Der Start ist zum 13:30h und die ganze Stadt scheint auf den Beinen. Von der Piazza della Vittoria, wo am Morgen noch die letzten Teilnehmer eingecheckt haben, strömen die Zuschauer zum Bereich der Startrampe an der Viale Venezia. Die Rennwagen fahren dann einmal durch die Innenstadt, wo die Fans es sich in den Bars und Restaurants gemütlich gemacht haben und feiern. Das große Fest beginnt und für die Teilnehmer heißt das auch ein bisschen Arbeit: Auf 1941 Kilometern Gesamtstrecke sind 115 Sollzeit- und 17 Gleichmäßigkeitsprüfungen zu meistern und 257 kleine und größere Ortschaften zu durchqueren. 

Wir schauen uns das Prozedere am Start eine Weile an und machen uns dann auf die Verfolgung des Feldes. Um etwas abzukürzen, fahren wir von Brescia auf direktem Weg nach Sirmione und holen so die frühen Starter wieder ein. Man merkt auch ohne Roadbook sehr schnell, wenn man wieder auf der richtigen Strecke ist, denn diese ist gesäumt mit tausenden von Zuschauern. Es  ist unglaublich! In jedem Kreisel, vor jedem Haus stehen die Menschen, um sich das Spektakel nicht entgehen zu lassen. Die Polizei hat alles abgesperrt und fährt manchmal als Eskorte vorweg, um den Weg für uns freizumachen. 

Nach einem kurzen Stopp in Mantova geht es weiter nach Ferrara.
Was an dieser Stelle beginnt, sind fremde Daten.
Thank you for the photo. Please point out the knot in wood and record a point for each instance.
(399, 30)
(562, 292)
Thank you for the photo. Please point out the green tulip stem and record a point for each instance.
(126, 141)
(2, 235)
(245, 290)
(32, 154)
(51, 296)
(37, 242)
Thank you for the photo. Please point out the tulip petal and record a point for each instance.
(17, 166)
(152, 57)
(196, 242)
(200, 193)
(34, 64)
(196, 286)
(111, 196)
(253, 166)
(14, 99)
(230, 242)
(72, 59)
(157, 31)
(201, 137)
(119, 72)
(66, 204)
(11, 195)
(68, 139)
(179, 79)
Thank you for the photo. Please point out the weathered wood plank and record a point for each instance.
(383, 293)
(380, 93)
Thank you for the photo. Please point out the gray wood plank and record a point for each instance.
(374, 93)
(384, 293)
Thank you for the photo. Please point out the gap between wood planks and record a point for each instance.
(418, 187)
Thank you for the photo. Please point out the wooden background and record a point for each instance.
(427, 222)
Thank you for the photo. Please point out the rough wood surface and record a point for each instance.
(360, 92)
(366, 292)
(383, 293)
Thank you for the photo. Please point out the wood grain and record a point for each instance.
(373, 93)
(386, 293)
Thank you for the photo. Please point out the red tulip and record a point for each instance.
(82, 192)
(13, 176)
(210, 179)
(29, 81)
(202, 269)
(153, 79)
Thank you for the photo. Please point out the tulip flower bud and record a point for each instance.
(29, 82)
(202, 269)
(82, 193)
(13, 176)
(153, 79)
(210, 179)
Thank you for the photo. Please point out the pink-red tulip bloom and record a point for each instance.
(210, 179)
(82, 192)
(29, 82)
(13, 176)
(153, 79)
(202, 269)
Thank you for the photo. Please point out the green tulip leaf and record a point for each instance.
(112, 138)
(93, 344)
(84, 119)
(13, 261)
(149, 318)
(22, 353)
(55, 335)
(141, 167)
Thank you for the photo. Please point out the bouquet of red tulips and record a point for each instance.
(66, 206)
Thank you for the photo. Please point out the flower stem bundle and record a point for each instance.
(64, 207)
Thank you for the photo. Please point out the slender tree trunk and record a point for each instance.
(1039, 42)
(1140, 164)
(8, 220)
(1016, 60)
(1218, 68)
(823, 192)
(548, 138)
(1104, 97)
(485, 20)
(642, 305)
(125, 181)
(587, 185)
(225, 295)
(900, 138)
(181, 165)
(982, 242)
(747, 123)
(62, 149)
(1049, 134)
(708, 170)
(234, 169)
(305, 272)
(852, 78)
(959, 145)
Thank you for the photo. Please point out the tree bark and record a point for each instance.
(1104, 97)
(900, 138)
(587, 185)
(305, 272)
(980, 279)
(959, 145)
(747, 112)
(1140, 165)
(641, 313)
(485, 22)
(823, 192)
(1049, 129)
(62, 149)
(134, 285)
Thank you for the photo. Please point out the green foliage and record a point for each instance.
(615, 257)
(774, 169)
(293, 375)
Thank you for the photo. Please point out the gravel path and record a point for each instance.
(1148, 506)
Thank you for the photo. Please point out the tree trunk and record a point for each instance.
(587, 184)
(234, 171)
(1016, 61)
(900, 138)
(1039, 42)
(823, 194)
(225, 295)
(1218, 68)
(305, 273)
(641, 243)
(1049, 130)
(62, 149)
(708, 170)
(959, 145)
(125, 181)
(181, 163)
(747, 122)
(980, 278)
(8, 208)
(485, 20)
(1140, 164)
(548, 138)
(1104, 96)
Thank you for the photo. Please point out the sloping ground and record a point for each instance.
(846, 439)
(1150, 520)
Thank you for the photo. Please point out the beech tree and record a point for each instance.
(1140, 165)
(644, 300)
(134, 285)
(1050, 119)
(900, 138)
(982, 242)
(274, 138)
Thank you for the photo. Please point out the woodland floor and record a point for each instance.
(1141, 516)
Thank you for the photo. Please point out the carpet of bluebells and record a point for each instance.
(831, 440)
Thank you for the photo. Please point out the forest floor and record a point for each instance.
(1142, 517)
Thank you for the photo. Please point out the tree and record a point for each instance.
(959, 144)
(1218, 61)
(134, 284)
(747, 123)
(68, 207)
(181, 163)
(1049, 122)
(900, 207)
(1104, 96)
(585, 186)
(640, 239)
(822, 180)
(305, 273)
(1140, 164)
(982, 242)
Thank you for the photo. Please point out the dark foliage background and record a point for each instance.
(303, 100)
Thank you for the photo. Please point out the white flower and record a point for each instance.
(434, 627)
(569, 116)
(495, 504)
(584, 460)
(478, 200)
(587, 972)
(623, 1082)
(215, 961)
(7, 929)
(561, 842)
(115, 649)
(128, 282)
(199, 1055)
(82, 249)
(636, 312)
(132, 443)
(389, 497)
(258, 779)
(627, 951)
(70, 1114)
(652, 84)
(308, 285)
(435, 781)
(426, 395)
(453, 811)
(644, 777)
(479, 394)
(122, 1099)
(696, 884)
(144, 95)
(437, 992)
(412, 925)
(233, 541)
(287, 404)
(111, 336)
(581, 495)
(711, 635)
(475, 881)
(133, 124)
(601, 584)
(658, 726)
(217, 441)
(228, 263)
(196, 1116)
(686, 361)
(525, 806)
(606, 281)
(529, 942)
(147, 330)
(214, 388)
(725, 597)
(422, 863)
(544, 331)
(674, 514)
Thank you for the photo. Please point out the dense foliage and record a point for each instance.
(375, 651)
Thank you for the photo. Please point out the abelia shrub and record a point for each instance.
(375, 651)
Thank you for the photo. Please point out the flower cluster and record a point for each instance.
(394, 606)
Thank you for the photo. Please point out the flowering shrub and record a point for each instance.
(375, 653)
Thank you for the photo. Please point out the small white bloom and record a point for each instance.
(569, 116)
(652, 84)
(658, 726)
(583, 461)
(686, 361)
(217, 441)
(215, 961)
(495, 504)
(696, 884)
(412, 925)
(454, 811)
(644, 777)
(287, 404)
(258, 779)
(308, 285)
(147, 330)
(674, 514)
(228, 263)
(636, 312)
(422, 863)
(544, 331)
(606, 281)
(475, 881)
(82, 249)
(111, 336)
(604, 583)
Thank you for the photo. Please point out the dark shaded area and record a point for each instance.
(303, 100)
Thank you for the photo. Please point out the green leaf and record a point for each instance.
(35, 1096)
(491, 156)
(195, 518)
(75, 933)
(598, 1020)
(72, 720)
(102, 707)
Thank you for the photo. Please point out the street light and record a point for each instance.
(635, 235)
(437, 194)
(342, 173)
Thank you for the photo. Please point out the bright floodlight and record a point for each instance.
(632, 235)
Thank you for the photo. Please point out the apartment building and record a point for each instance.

Über eine krasse Kopfsteinpflasterstraße werden wir in Richtung Piazza del Castello geleitet. Hier ist Abendessen für die Teilnehmer, eine kleine Pause von den ersten Strapazen und wir können uns in aller Ruhe das gesamte Starterfeld ansehen, welches auf dem Platz um die alte Festung steht. Besonderes Highlight ist der Mercedes-Benz 300 SL von 1952, der als Test Wagen bei Le Mans eingesetzt wurde und einen riesigen Spoiler auf dem Dach montiert hat. Am Abend fahren wir noch mit einigen Rennwagen in die Dunkelheit und dann zum Hotel nach Forli. Das liegt direkt auf der Route der Rallye, die am nächsten Morgen aus dem benachbarten Cervia kommt wird und so können wir direkt einsteigen.

Forli, San Marino, Urbino, Gubbio… 

Heute ist früh aufstehen angesagt. 6:30h Wecker, schnelles Frühstück und los gehts. Wir tanken noch, warten auf die Oldtimer und hängen uns hinten dran. Der Berufsverkehr wird mit Hilfe des guten Willens der Italiener und der Polizei bewältigt. Die sperrt wieder die meisten Kreisel ab, und eskortiert den Tross auf der Mittelspur durch den Verkehr. Auch mal links durch den Kreisel. Ganz schön verrückt das Ganze und es geht leider auch nicht ohne Blechschäden an der einen oder anderen Präziose ab. 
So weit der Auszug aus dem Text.